A General Multilayer Analytical Radiative Transfer-Based Model for Reflectance Over Shallow Water

Shallow waters hold ecological and economic importance. Traditional reflectance forward models, such as Hydrolight and Monte Carlo (MC), are difficult to access or time-consuming. Two-stream models show great performance in radiative transfer simulation, but most of them are applied in other mediums, or ignore the asymmetry scattering characteristic of shallow water. In this paper, we propose a general multilayer analytical radiative transfer-based (GMART) model considering the realistic volume scattering function of water body, which is theoretically applicable for various shallow waters. GMART results are validated against Hydrolight and MC. The mean absolute percentage error (MAPE) of GMART and Hydrolight remote sensing reflectance ( R_rs ) among different combinations of the bottom depth, solar zenith angle and wind speed spans in ranges of 5.37%-28.86%, 3.37%-39.28%,and 4.91%-26.73%, with root mean square error (RMSE) values from 1.73×10 ^-4 -4.49×10 ^-3 , 2.68×10 ^-4 -1.85×10 ^-2 and 1.59×10 ^-4 -2.92×10 ^-3 sr ^-1 , respectively, for the coral, sand, and seagrass bottom. Comparisons of the bidirectional reflectance function with Hydrolight and MC indicate the capacity of GMART to compute bidirectional reflectance. Additionally, a comparison with field measurements is carried out. The minimum MAPE and RMSE between the modeled and measured normalized R_rs among several stations in the Sanya coastal area are 13.99%, and 0.061, respectively.
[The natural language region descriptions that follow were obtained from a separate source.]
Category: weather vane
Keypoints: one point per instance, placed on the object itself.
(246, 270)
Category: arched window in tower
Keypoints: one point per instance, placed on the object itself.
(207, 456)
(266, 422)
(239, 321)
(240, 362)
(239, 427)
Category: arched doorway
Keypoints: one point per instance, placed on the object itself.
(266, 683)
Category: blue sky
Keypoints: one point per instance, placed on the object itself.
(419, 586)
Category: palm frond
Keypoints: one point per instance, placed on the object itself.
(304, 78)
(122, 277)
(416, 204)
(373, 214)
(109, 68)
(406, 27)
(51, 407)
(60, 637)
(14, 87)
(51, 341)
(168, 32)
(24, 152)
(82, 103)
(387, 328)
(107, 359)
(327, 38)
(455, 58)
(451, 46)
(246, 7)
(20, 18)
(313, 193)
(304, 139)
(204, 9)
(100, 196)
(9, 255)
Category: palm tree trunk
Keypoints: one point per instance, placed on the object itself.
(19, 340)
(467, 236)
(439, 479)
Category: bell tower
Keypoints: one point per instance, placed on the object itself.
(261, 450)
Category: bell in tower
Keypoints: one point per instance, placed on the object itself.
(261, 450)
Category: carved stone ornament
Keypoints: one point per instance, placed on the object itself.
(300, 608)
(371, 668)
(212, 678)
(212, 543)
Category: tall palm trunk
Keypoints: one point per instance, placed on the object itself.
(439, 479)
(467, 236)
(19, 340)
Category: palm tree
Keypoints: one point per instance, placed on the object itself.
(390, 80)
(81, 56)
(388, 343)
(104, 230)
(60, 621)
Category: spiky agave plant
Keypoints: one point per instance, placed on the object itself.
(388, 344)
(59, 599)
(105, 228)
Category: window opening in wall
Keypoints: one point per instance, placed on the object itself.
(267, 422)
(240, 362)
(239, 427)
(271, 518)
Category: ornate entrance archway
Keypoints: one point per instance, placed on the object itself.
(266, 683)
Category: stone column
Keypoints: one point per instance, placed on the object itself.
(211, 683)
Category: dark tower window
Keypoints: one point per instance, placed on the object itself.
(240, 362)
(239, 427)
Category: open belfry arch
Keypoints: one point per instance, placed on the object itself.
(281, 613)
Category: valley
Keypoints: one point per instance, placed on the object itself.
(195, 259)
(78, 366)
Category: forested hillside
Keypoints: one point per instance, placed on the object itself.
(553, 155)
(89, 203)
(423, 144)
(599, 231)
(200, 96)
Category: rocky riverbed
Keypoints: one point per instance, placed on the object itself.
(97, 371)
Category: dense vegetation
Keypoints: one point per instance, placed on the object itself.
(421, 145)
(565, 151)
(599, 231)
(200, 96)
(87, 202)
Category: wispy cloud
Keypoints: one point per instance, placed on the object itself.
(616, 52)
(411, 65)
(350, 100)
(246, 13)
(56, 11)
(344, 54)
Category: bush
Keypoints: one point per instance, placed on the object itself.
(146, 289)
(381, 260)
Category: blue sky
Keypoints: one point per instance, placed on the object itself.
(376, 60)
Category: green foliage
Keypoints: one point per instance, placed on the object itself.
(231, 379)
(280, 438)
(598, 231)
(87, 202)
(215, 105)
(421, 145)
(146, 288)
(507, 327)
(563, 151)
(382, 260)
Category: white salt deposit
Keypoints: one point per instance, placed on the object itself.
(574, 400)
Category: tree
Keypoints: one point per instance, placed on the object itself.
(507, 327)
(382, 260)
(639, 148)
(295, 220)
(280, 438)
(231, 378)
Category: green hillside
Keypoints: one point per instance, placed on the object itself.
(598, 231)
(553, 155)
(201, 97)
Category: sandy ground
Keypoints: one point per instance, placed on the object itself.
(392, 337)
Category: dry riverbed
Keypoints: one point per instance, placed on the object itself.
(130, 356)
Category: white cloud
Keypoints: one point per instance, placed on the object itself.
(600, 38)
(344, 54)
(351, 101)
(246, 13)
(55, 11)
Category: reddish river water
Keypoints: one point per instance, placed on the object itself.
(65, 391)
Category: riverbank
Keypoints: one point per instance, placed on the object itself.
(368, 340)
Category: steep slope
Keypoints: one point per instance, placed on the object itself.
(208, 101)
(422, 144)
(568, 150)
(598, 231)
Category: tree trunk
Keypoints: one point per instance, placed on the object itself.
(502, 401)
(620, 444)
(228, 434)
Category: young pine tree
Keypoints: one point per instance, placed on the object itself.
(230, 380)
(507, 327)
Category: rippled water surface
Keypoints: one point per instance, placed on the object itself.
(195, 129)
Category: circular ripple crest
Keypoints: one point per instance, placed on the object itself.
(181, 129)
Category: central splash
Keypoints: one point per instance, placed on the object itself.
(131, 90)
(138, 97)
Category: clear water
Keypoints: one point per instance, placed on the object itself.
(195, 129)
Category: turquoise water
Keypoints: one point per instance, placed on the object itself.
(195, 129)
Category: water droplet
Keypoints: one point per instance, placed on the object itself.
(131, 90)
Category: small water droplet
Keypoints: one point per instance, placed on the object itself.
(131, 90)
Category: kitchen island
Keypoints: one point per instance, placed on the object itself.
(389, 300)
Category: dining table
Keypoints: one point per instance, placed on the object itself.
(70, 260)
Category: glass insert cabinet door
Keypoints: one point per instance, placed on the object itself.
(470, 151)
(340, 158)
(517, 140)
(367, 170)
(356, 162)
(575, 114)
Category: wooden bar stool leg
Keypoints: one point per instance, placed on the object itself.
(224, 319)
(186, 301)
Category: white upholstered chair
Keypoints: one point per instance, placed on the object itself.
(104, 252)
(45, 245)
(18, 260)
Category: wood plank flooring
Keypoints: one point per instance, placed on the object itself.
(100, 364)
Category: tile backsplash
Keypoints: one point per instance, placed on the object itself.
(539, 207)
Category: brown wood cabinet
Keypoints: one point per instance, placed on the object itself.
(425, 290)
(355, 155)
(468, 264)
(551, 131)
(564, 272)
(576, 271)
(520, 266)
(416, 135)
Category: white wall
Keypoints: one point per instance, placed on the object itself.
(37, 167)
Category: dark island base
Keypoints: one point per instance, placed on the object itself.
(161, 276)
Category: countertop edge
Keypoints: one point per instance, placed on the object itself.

The mean MAPE and RMSE among 6 stations are 21.38% and 0.083, respectively. The field validation underscores the feasibility of the model in shallow water radiative transfer. Compared with MC, the computational efficiency of GMART is much higher. The new model is shown to be an alternative and efficient tool capable of addressing shallow water-related challenges across diverse environmental conditions.